The book is well laid-out, and I found it easy to reference during play. However, while the book is available in PDF, I find that format worse than usual for this book. The text, while ordered properly and with effective header placement, feels like a long bloc when viewed on a laptop screen. After a few pages of foreword, Killian offers about 20 pages of background on the land of Ludt. Much of this is an overview of the two religious sects that define the canonical enmities of Ludt, Jasperism and Miterism. The minutiae of these faiths, and of demography, society, and mores are not covered. Instead, the Judge (GM) is told to run Ludt in the way they see fit. Instead of reading an in-depth restatement of the American West, you are told that Jasperites have patron saints of inquisition, mercy, and colonialism.

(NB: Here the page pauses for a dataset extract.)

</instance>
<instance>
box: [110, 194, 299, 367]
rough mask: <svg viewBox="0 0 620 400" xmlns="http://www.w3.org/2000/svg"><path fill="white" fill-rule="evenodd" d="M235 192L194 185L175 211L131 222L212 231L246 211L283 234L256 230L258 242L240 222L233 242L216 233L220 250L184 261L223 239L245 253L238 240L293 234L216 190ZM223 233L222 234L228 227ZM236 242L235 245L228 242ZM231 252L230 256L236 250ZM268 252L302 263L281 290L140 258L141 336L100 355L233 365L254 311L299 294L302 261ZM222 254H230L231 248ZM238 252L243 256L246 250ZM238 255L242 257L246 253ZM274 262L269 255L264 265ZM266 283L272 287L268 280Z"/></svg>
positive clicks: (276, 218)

The Rules (Troopers, Vaqueros, and City Men)

art by F. Killian on instagram

The rules for character creation and play are shorter than even this brisk overview of the world. In addition to a concept (such as "train robber" or "town doctor") PCs spread points among four features: Gumption, Civilization, Grit, and Learnin'. To test their ability, they roll a number of d6s equal to twice their feature and try to get multiples of the same number. So if you're trying to, say, gun down a rival pistolero, that might be a "match 4" check. You would roll twice your Grit score and try to get four of a kind on the roll.

This turns out to be really hard, so when you really need to succeed you can "copper a feature," rolling extra dice at the risk of getting an equivalent penalty should you fail. In running the game I learned that coppering frequently can be essential to player success, which also means that there is constant risk of shattering a character's confidence when they fail.

Each weapon has its own damage table. This is the most amusing part of the book, where dreadfully lethal armaments are graced by illustrations of violence and distress. Whenever you roll on these tables, you always have at least a one-in-six chance of dying outright.

It is around here that we are greeted with this instruction:

In respecting that, I will simply say that there are three one-shots which can be played in series, as well as a short story set in Ludt. I ran the first one and it is excellent. All three contain elements of horror in the form of terrible consequences which, while the party may avert them, are on track to come down hard without being telegraphed obviously. In play as I narrated the epilogue of the one-shot (or "Yarn"), the players grew quiet and serious. It was heavy. It weighed on them. And I knew that while I hadn't expected them to avoid the final consequence of the adventure, it was something totally possible. This final effect was something I have not achieved in many games, and in my mind excuses the minor oddities you find in any indie product.

The short fiction piece, "A City Man", is excellent, but beyond this review's scope. I will say I like full-on fiction at the end, as in Bone Orchard Gospel, rather than in the front, as in what I've read of Vampire the Masquerade.

Final Considerations

Bone Orchard Gospel is not an OSR game, but it features a some of the best features of that movement. Character creation is smooth, gameplay simple. Combat is deadly and smart play is rewarded. The example yarns prove good examples for how to tell horror stories in a roleplay setting, where failure and misery is the river of the world.

I would recommend this game to people entranced by the art, those looking for unique and simple resolution mechanics, folks who want a good game for one-shots, and fans of Dark Tower, True Grit, or Dogs in the Vineyard.

I would not recommend this game to those looking to run a long campaign or pulpy adventure, to people who would only be interested in the PDF, to those who don't want to own games which mention horrible themes, or to people who own fewer than eight d6s.

Bone Orchard Gospel can be purchased on DriveThruRPG. Currently, only the PDF is available through tat seller, but the paper copy is available elsewhere for around $15.